A teen who threw a cup of petrol at his ex-girlfriend, causing burns to 20 per cent of her body, will spend at least two years behind bars.

Judge Paul Conlon rejected the boy's account of how the girl came to be doused in the fuel the morning of July 12, 2013, at an Albion Park Rail house.

"It was not difficult to determine the true facts of this matter," the judge told Wollongong District Court on Thursday morning.

"In my view the offender was a most unimpressive witness and I have rejected his version in its entirety."

The boy, who was 17 at the time of his offending, had pleaded guilty to a charge of recklessly causing grievous bodily harm but disputed the Crown's allegation that he threw a cup of petrol at the then 19-year-old, instead saying he had only kicked the cup in her direction.

Judge Conlon considered differing accounts of where the boy was standing when the cup's contents were dispensed, before ruling the boy's version would have made it "virtually impossible" for the petrol vapours to come near enough to an open fire to have caused the girl to ignite.

A witness earlier told the court the boy was heard to say "she's on fire, she's on fire, what have I done?" in the moments that followed.

The girl was placed in a coma for eight days and underwent multiple operations aimed at healing burns to her neck, chest, stomach, thighs, arm and hand.

Judge Conlon acknowledged the victim's "extreme pain and suffering" and her likely ongoing psychological and emotional injuries.

He considered the boy's lengthy criminal record as well as a report detailing his early exposure to drug use and his premature departure from the education system.

The boy had fathered a child when he was 14, the court heard, and acknowledged using the drug ice in the four days leading to when the girl caught fire.

A court-appointed psychologist described him as "a most unreflective young man" who regarded himself as "a bit of a loose cannon" and "lost".

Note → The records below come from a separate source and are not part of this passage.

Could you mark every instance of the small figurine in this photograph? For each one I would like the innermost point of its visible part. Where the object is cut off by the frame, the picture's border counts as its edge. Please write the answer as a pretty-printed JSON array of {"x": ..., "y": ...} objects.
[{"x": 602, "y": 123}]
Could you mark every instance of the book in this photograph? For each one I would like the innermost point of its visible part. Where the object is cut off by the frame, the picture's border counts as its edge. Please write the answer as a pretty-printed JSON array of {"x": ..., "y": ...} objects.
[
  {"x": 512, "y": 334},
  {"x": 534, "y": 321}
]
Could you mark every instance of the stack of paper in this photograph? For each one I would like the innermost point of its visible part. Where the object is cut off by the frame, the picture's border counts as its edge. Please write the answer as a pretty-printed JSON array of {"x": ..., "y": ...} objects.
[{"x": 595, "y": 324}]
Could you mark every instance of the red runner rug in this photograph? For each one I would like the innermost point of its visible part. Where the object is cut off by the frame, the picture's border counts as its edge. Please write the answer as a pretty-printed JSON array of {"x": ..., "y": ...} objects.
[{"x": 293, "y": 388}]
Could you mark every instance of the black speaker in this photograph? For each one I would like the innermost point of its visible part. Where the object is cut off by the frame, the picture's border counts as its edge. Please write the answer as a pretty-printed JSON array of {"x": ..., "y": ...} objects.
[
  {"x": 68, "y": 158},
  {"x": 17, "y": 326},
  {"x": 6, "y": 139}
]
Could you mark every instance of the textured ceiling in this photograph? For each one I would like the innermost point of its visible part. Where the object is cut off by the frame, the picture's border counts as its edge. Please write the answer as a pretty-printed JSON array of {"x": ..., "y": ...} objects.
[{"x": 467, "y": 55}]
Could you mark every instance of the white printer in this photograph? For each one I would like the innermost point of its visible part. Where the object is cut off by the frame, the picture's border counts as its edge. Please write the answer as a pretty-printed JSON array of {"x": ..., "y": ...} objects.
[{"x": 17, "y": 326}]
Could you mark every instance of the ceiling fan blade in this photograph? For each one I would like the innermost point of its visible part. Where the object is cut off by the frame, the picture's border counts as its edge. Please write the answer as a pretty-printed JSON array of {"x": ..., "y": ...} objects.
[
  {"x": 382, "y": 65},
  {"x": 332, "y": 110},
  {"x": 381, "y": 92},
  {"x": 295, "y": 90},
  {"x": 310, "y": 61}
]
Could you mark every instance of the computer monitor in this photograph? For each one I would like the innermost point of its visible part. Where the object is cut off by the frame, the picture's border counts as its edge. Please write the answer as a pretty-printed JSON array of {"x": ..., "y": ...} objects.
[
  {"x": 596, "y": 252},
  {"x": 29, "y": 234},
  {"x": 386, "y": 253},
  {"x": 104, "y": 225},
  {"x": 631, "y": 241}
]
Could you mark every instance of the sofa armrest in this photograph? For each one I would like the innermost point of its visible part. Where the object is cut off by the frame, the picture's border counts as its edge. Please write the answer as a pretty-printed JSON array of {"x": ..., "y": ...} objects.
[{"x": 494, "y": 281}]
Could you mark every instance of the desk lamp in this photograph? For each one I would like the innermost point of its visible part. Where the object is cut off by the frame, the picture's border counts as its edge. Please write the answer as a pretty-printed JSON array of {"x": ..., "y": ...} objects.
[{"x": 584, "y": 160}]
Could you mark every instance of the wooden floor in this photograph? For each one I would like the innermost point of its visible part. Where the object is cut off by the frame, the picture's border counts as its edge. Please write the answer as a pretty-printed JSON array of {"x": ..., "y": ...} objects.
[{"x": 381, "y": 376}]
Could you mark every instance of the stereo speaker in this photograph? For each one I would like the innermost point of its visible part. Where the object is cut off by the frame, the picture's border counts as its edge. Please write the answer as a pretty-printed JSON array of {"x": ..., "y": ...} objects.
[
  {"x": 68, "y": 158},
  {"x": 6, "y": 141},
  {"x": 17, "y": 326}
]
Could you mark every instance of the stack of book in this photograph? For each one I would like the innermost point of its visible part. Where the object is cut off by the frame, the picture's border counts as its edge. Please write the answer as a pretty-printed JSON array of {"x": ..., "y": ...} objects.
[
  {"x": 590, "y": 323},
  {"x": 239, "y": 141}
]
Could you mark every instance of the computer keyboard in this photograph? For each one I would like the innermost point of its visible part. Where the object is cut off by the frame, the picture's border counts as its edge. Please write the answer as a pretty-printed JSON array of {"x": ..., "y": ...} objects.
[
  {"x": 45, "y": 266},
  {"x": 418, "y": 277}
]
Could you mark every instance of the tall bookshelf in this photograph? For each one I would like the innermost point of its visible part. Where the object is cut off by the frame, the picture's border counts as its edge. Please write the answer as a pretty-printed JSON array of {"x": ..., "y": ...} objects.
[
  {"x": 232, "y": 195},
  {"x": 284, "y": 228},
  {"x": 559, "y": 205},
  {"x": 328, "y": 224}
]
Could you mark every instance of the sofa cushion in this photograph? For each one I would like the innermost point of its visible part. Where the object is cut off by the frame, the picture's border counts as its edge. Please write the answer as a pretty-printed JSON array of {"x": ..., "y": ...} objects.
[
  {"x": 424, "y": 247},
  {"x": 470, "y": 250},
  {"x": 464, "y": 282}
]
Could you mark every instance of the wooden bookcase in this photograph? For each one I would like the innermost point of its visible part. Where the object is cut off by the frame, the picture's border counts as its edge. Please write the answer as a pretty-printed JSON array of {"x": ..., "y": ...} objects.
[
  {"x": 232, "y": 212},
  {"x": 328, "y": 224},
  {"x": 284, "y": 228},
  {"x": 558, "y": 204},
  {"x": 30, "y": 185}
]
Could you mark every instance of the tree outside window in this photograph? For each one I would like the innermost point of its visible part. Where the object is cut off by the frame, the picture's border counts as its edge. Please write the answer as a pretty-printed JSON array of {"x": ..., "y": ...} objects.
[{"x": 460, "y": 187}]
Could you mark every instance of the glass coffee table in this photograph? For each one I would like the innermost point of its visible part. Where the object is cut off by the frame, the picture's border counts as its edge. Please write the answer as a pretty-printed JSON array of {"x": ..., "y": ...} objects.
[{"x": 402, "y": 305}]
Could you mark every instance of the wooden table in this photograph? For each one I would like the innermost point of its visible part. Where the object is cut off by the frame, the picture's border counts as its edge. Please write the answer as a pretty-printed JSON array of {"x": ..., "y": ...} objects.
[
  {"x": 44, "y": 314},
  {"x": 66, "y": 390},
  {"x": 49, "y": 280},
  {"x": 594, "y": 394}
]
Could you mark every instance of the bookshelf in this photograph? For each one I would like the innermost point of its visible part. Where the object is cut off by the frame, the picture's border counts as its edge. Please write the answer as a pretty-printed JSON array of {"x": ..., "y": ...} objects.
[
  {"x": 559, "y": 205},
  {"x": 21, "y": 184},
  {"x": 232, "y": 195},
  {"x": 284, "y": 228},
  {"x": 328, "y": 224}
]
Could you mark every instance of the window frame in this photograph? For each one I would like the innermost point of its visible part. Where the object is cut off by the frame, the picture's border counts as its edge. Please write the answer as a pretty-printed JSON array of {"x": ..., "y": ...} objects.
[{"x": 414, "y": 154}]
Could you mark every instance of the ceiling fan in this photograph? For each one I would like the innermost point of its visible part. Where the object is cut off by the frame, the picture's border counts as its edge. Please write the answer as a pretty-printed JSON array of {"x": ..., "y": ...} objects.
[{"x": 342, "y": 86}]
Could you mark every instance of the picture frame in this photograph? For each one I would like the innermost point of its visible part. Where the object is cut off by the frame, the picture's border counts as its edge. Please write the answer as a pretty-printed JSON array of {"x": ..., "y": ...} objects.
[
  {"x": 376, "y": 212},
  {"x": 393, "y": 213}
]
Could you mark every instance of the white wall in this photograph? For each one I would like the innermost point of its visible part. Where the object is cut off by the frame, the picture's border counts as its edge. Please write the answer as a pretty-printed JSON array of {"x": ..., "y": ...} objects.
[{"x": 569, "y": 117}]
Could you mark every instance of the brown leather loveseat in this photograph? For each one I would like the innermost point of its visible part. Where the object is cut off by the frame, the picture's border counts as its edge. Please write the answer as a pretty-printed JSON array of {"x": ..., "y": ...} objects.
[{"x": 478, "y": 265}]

Judge Conlon ruled that the boy could see out his prison term in a juvenile justice centre because, if placed in an adult prison, he would be too easily influenced by other offenders and wouldn't have the same education options.

He sentence the teen to three years' prison, with a two-year non-parole period. He will be eligible for release on July 13, 2015, at the earliest.

Outside the court, his victim told the Mercury the sentence was adequate.

"It is for me - I'm alive," she said.

"I could have died, so anything is a bonus for me.

"I'm happy that it's over and I get to move on with my life."

The girl told the Mercury her burns were "all healed now".